But then, that's often been Elayne's purpose in the story, to make risky but daring gambles which precipitate matters to resolution or an important turning point, sometimes on a rather global scale, like her attempt to undo her gateway from the Kin's farm to Andor, which, coupled with Rand's later fiasco with Tuon, is the main motive that justified Tuon's attack on Tar Valon. Elayne herself is the AS weapon of mass destruction, ironically enough (and a mirror to Rand which the BA tried to spin as a Forsaken weapon of mass destruction)

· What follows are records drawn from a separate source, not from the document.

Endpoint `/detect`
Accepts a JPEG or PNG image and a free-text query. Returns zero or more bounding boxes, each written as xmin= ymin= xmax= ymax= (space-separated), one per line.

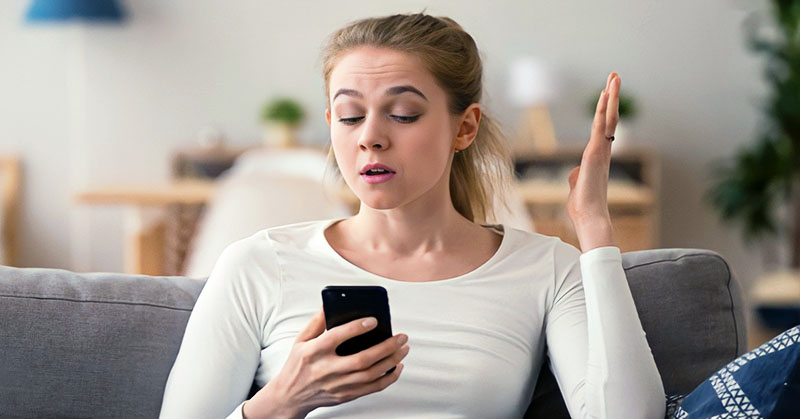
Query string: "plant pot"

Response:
xmin=262 ymin=122 xmax=297 ymax=148
xmin=611 ymin=120 xmax=631 ymax=154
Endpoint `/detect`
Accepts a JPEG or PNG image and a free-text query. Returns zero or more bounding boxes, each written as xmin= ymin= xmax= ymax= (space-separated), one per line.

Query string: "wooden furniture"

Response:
xmin=172 ymin=144 xmax=257 ymax=179
xmin=76 ymin=180 xmax=216 ymax=276
xmin=76 ymin=177 xmax=659 ymax=276
xmin=334 ymin=180 xmax=657 ymax=252
xmin=511 ymin=146 xmax=660 ymax=252
xmin=0 ymin=156 xmax=20 ymax=266
xmin=746 ymin=270 xmax=800 ymax=349
xmin=76 ymin=144 xmax=659 ymax=275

Egwene's been skirting around the issues of the future of the Tower, the purpose of the AS, the future of the Oaths, what to do with the male channelers, what to do with the three organized groups of female channelers like forever, held back by the sisters whenever she had a bit of the right vision and coming with often weird half-baked compromises or alternatives as counter to that, but it sounds like Elayne may well have triggered unwittingly the final resolution, but just like it happened to Siuan, this may put her friendship with Egwene under big strain soon. But there's Aviendha to patch things up, maybe. I guess it's too much to hope that Gawyn may help rather than prove a nuisance again. Elayne's vision for the Aes Sedai is for certain more advanced and beneficial than Egwene's paler attempts forestalled by the WT establishment, but Elayne thinks only of Andor and power for Andor (and by extension, for herself), and she needs to made to see the larger picture before she creates all the conditions for war.